Botanica ‘Flower Girl’ Pét-Nat, 2021

Western Cape > South Africa

100% Cabernet Franc

A very fun Pet-Nat rosé by flowergirl and wine-maker Ginny Povall. Farmed organically, and with the principles of regenerative agriculture, she uses the inspiration of her botanical surroundings to create amazing wines to share with the world.

Cava Maciel “Venus”, 2020

Valle de Guadalupe > Baja California > México

100% Chardonnay

This Chard is a great example of the grape’s true versatility. Jorge Maciel’s “Venus”, harvested by hand at 1000 ft elevation is as natural as you can get - made without fining or sulfite additions, and may be slightly effervescent, though that may vary bottle to bottle. This wine was fermented for 12 days in stainless steel before bottling fresh and still alive, with no barrels or aging and it shows - a true expression of love, grape, and wonder.

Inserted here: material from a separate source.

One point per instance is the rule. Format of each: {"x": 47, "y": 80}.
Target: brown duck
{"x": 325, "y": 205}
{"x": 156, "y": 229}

Maipu > Luján de Cuyo > Mendoza > Argentina

Chardonnay, 2022

Winemakers: Maricruz Antolin & Liliana Suaraz

Quick Notes: This ain’t your grandma’s Chardonnay! Bodegas Krontiras is an operation run by women winemakers Maricruz Antolin & Liliana Suaraz. Entirely biodynamic and organic certified vines planted on alluvial soils at 900 meters, this whole cluster chard spontaneous fermented, then laid to rest with 7-months of skin contact in old french oak barrels. Dry, nutty, bold, delicious. Structure and balance for days.

Bodegas Krontiras 'Cosmic Amber'

Vinos González Bastías 'País en Tinaja'

Secano Interior > San Javier > Valle del Maule > Chile, 2020

100% País

Winemaker: José Luis Gómez Bastías & Daniela Lorenzo

Quick Notes: This wine exemplifies low intervention and is truly marvelous AF. Production comes from four hectares of two hundred year old biodynamic País vines. Plowing is done with horses and pruning by hand. The wines are made at source, taking care that the process is all natural and sustainable. The grapes are crushed manually with a “Zaranda de Coligüe” - foot stomped over a bed of bamboo sticks.

Delinquente "Roko il Vagabondo", 2021

Riverland > South Australia > AUS

100% Montepulciano

Winemaker: Con-Greg Grigoriou

Quick Notes: This Monty was harvested from two different patches on the Bassham Family Organic vineyard, on separate days about a week apart. Each pick was fermented separately and blended together just prior to bottling. The earlier pick carried a lovely tart acidity and green energy, usually associated with whole bunch fermented wines, while the later pick gives palate weight and the deeper fruit character for drinkability – the final blend bringing both parcels together in a really awesome, dare we say smashable way.

Tincan 'Cult Crimson'

Nelson > South Island > New Zealand, 2018

100% Pinot Noir

Quick Notes: A fun, fresh take on Pinot noir. Fruit was sourced from the old organically certified Mahana vineyard in Nelson. 50% Destemmed on top of the remaining 50% kept intact for carbonic maceration. The ferment was foot stomped after a week and kept on stems. Pressed to amphora for 10 months. Zero additives, no added SO2, and a very small amount of sediment due to no filtration.